Because of our git workflow we end up with lots of branches in our repositories. Although these branches will not cause any harm, they do make your branch overview look cluttered when doing
git branch or viewing your repository in a visual tool like github or Codebase. Luckily, git offers some powerful tools to help you clean the mess.
Usually we clean up branches right after we’ve merged and deployed them, but sometimes you forget about that. When I was recently doing some maintenance on our repository and deleting some long forgotten branches, I came across some branches that refused to be deleted.
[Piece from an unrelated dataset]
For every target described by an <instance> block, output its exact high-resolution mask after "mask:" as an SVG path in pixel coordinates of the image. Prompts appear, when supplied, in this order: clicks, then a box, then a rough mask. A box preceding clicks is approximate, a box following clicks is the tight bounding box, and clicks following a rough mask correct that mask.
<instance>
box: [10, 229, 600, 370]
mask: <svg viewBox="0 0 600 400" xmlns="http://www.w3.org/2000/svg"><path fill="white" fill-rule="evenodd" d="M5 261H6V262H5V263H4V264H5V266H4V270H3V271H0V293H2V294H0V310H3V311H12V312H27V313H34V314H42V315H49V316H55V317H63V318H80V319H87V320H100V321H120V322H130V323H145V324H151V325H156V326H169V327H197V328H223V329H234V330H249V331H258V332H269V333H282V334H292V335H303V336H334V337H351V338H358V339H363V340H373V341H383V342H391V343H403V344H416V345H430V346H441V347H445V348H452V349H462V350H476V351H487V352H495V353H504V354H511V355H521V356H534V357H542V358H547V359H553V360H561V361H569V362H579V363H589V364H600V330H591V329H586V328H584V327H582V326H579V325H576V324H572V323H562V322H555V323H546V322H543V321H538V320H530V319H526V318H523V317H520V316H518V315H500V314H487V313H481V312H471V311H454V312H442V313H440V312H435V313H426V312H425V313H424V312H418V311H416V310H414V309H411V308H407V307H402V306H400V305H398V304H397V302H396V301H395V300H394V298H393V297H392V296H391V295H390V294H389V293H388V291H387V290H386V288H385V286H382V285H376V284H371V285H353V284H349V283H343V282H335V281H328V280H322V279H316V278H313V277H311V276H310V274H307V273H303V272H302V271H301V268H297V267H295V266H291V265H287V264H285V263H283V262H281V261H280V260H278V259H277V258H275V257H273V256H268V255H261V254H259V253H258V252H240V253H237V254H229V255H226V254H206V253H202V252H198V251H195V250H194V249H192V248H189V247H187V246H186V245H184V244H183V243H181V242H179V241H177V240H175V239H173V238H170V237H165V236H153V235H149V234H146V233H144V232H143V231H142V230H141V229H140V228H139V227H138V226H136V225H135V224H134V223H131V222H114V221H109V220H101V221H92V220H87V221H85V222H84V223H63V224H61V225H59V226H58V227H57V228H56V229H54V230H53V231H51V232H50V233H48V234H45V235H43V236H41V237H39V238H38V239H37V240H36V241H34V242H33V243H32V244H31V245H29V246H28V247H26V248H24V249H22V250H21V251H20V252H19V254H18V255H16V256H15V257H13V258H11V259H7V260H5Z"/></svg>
To get an overview of your branches you do
git branch for just your local branches,
git branch -r to see only remote branches or
git branch -a to see them both. Deleting branches then is easy, by doing
git branch -d branch_name for local branches and
git push origin :branch_name for remote branches (note the semi-colon in front of the branch name).
I ran into a branch that was in my remote branch list, but when I tried to delete it, git told me the branch actually wasn’t there anymore. Then why was it still in my remote branch list and how do I delete it from there? The solution was
git prune together with
git remote show origin.
The latter command shows a detailed status of what your local machines knows about the
origin, including so called stale branches, or branches that are in your local cache of the
origin but do not exist there anymore. Removing these stale branches is easy with
git remote prune origin (you can add the
-n flag to perform a dry-run first).
Additionally, it’s also wise to run
git gc every now and then which does just this, and more housekeeping tasks.